S12. the texture image after binary conversion treatment is carried out to morphology processing, extract character zone.For example: the texture image after binary conversion treatment (is mainly referred to prospect part, background parts is blank, can process) carry out expansion process, make the various piece of disperseing in the word in image form a whole connected domain, according to priori, such as the distance between character, occupy ratio of symbol etc. again, the connected domain obtaining is carried out to morphologic filtering processing, remove non-character zone, character zone is thought in remaining region.The character zone length and width that obtain in embodiment only have tens pixels, can greatly reduce in the future feature calculation and target and identify the spent time.It should be noted that, the concrete form that morphology is processed, except expansion process, may be also corrosion treatment etc., according to target texture state, selects flexibly.
S2. character zone is carried out to coordinate system transformation, and calculate projection histogram.As shown in Figure 3, specifically comprise step S21, step S22 and step S23.
S21. the focus point in calculating character region.For example: the focus point by conventional XXX method calculating character region, is designated as O (x
0, y
0).
S22. take focus point as initial point, character zone is transformed to polar coordinate system from plane right-angle coordinate, obtain polar coordinate image.Particularly, the O point of take is coordinate origin, and image is transformed to polar coordinate system from plane right-angle coordinate, has two parameters of utmost point footpath and polar angle: (ρ, θ) under polar coordinate system.

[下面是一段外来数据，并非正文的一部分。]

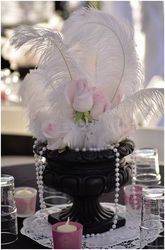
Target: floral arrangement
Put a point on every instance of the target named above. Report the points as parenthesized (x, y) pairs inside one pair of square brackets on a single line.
[(86, 90)]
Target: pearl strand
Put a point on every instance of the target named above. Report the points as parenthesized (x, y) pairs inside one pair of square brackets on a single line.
[(133, 166), (40, 166)]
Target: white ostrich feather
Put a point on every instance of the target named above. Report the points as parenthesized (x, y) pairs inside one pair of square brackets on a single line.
[(54, 57), (116, 65), (96, 59)]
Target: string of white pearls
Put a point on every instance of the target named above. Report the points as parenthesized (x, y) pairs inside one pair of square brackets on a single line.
[(133, 166), (40, 163)]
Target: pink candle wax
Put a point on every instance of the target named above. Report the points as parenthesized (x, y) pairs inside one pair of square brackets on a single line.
[(67, 235), (25, 198)]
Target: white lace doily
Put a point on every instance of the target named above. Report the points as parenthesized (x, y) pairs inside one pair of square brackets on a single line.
[(38, 229)]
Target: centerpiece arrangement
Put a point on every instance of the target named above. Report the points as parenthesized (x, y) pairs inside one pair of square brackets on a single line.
[(83, 99)]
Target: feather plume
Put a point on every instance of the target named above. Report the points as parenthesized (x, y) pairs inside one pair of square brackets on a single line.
[(96, 59), (113, 42), (53, 53)]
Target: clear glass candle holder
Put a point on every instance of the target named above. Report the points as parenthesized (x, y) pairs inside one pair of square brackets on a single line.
[(152, 218), (146, 166), (25, 198)]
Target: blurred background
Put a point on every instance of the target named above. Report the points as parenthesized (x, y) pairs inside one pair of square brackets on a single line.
[(147, 20)]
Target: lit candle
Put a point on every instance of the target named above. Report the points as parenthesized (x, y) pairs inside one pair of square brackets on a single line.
[(25, 198), (66, 228)]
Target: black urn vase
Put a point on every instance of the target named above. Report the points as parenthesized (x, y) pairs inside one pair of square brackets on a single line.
[(85, 176)]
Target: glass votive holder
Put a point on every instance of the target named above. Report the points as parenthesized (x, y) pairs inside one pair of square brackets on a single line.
[(67, 235), (133, 198), (25, 198), (152, 234), (146, 166), (152, 218), (9, 227)]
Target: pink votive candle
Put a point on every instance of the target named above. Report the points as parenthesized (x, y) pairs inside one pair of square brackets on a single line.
[(67, 235), (25, 198)]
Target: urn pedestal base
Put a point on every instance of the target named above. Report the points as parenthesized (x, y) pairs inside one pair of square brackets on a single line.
[(85, 176)]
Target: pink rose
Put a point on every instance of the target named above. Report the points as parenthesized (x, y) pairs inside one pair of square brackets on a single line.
[(100, 105), (80, 95)]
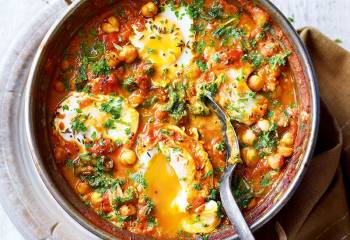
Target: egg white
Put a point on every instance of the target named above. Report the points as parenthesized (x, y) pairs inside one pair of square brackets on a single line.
[(183, 164), (169, 50), (93, 119)]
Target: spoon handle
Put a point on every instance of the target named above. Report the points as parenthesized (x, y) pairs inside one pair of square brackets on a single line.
[(233, 212)]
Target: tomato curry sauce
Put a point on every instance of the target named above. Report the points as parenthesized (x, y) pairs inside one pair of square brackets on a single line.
[(131, 131)]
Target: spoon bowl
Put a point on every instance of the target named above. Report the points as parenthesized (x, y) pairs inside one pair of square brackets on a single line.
[(233, 158)]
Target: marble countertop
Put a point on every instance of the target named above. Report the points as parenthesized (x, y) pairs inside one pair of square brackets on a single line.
[(326, 15)]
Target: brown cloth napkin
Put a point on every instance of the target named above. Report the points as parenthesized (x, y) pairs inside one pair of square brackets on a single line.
[(319, 208)]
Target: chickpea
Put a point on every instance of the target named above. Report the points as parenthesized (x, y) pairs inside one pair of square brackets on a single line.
[(149, 10), (269, 49), (112, 58), (264, 125), (276, 161), (135, 99), (250, 156), (127, 156), (193, 71), (260, 17), (96, 199), (287, 139), (160, 115), (60, 154), (112, 25), (248, 137), (59, 86), (255, 83), (128, 54), (194, 133), (82, 187), (285, 151), (127, 210)]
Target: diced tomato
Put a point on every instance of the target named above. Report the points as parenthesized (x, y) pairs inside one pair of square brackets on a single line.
[(110, 39), (105, 85), (235, 54), (106, 204), (102, 147)]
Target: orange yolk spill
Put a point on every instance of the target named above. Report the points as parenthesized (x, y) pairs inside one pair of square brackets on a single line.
[(163, 187)]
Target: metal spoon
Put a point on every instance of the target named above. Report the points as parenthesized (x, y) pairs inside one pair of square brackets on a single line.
[(233, 158)]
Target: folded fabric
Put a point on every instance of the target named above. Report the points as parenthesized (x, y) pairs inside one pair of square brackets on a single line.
[(319, 208)]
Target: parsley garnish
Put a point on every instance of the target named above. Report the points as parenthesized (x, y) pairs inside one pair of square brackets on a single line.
[(100, 68), (202, 65)]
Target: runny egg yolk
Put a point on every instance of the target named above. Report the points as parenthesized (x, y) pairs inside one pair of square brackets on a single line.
[(163, 187)]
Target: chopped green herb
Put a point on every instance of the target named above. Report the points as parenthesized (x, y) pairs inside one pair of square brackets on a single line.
[(113, 107), (197, 186), (100, 68), (202, 65), (200, 46), (279, 59)]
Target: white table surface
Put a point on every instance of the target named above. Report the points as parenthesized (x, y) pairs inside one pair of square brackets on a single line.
[(330, 16)]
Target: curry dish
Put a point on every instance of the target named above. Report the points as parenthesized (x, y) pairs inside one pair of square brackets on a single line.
[(130, 127)]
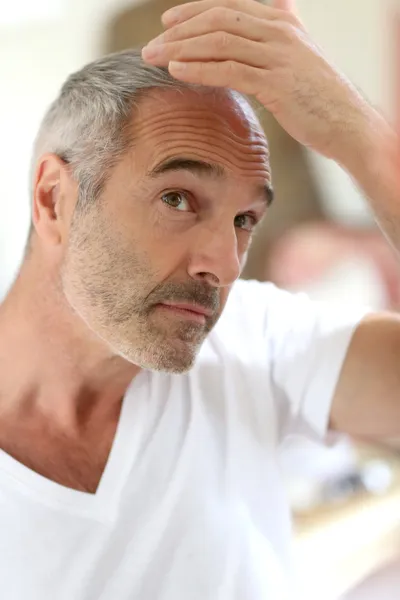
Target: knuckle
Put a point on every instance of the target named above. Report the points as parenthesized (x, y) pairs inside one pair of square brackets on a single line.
[(216, 16), (222, 40), (231, 69), (287, 30)]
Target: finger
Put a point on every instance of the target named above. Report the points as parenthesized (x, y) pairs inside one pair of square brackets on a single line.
[(217, 46), (216, 19), (182, 13), (243, 78), (288, 5)]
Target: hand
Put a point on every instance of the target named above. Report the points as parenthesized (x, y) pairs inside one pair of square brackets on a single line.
[(266, 52)]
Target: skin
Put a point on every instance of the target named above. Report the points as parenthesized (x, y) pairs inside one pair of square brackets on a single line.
[(266, 51), (84, 315)]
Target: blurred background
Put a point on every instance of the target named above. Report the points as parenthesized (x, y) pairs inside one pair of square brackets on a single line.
[(319, 237)]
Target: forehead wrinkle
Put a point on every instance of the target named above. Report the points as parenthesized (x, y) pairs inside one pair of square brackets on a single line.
[(239, 160), (206, 121), (257, 141), (174, 126), (186, 113)]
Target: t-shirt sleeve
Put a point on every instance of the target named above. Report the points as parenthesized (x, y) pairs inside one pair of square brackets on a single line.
[(306, 343)]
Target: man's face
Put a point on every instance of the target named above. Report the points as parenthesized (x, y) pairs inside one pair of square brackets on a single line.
[(150, 266)]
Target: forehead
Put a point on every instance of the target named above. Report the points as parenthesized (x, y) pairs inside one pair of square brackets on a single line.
[(217, 127)]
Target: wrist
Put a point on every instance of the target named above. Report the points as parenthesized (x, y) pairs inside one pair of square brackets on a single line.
[(366, 149)]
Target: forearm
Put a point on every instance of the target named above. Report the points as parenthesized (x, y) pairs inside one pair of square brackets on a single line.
[(372, 158)]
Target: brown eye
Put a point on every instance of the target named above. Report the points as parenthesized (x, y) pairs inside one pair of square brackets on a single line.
[(176, 200), (246, 222)]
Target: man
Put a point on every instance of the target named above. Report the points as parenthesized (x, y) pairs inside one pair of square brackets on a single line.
[(139, 443)]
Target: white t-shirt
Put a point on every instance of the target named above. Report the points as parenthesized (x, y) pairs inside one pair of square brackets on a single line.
[(191, 504)]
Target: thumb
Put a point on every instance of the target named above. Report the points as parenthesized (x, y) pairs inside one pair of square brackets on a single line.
[(288, 5)]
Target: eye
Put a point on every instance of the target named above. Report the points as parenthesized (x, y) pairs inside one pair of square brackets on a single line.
[(246, 222), (176, 200)]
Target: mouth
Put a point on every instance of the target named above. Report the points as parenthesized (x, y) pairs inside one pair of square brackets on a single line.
[(193, 312)]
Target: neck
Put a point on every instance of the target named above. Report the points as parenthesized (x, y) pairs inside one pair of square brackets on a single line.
[(50, 362)]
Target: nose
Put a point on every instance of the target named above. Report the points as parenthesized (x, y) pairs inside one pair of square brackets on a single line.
[(215, 257)]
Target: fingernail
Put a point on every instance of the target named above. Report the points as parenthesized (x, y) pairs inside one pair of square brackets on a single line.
[(176, 66), (158, 40), (171, 15), (150, 51)]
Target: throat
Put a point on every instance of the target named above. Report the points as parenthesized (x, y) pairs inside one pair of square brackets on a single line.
[(73, 461)]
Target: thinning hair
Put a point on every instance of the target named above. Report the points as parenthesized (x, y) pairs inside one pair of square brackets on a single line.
[(89, 124)]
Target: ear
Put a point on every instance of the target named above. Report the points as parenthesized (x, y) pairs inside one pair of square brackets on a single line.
[(54, 192), (289, 5)]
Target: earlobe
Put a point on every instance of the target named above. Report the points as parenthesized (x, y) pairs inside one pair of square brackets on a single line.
[(47, 210)]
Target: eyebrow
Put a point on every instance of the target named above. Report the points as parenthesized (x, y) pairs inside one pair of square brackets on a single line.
[(202, 168)]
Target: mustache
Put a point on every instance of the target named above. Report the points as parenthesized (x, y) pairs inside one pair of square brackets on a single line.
[(192, 292)]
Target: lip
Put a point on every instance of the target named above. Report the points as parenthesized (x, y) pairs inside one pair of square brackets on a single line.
[(192, 311)]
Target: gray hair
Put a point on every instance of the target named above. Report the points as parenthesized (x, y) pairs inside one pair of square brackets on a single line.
[(87, 124)]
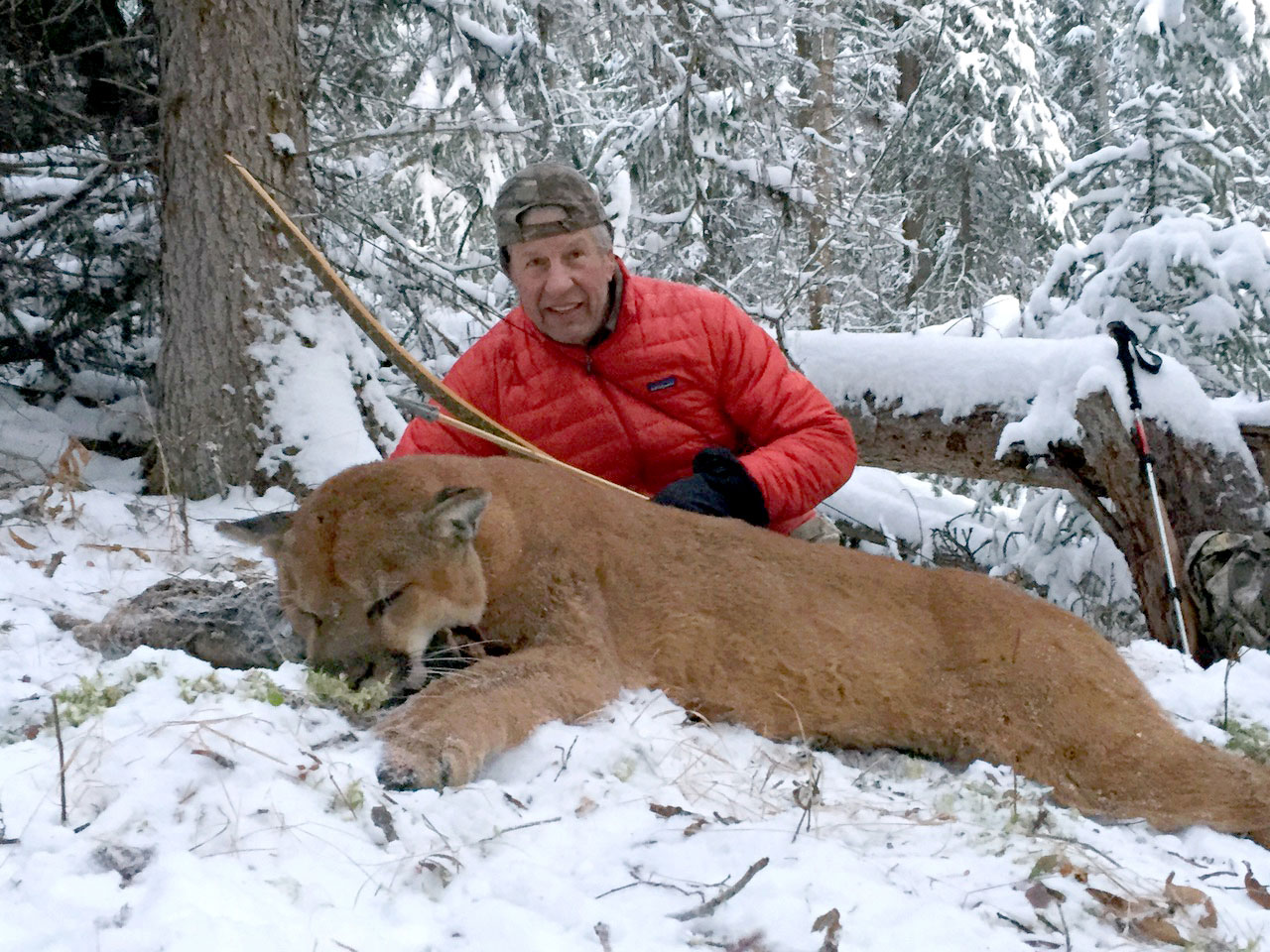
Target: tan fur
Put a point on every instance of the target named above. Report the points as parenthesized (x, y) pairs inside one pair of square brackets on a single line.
[(595, 592)]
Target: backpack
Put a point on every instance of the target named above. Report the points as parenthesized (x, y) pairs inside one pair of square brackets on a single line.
[(1229, 574)]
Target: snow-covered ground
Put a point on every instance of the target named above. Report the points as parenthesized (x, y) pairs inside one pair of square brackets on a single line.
[(221, 810)]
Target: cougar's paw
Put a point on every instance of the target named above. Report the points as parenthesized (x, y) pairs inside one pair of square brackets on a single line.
[(429, 767), (394, 775)]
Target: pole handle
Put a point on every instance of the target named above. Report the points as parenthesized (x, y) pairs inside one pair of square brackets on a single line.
[(1124, 341)]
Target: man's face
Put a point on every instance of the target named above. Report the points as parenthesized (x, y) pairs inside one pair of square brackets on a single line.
[(562, 280)]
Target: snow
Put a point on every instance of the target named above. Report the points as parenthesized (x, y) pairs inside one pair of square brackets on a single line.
[(1038, 381), (202, 816)]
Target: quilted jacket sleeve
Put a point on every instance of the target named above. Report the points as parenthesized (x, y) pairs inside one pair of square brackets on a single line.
[(472, 379), (804, 449)]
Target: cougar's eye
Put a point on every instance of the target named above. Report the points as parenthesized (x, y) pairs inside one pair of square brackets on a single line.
[(380, 607)]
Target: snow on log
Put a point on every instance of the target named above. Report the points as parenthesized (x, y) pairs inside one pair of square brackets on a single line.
[(1055, 413)]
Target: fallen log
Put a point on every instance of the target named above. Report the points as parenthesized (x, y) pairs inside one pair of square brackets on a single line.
[(1206, 480)]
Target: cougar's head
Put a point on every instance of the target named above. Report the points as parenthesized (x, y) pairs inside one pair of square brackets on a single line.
[(370, 584)]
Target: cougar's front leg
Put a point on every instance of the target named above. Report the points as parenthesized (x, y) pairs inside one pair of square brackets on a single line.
[(443, 735)]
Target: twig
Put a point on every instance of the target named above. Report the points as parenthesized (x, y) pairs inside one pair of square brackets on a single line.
[(710, 905), (521, 826), (62, 757), (564, 760)]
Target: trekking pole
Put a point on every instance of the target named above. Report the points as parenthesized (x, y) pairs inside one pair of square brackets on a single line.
[(1128, 352)]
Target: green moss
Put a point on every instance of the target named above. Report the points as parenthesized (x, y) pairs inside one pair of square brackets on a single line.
[(95, 694), (350, 797), (330, 690), (190, 688), (259, 685), (1248, 739)]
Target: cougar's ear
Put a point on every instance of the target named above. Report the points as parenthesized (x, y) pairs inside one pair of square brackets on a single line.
[(264, 531), (454, 513)]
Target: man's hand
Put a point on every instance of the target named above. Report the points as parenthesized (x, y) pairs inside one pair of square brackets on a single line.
[(719, 485)]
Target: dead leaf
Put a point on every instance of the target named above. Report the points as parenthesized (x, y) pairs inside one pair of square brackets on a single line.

S23. in polar coordinate image, along utmost point footpath and polar angle both direction, add up projection histogram respectively.That is: in polar coordinate image, respectively along ρ and θ both direction statistics projection histogram.This operation is equivalent to add up respectively the projection histogram of the directions of rays of different angles and the donut of different radii in plane right-angle coordinate.Because the projection along utmost point footpath direction (being the annular feature statistics under plane right-angle coordinate) is little to the contribution of target identification.So preferably, only get the projection histogram of polar angle as the projection histogram of target image, be designated as n
θ(θ).For convenience, do Fourier transform below, we get altogether 256 angular interval, and each angular interval size is 360 °/256, in polar coordinate system, along 256 angles, distinguish projection.Fig. 4 is the polar angle projection histogram of target image in polar coordinate system.
It should be noted that, in step S2, embodied and carried out one of effect of polar coordinates conversion: while adding up projection histogram in plane right-angle coordinate, due to the discretize of coordinate, can miss partial data.And in polar coordinates, because each point in image has been mapped in polar plot, therefore can retain all information.In this step, carry out two being embodied in subsequent step S3 of effect of polar coordinates conversion.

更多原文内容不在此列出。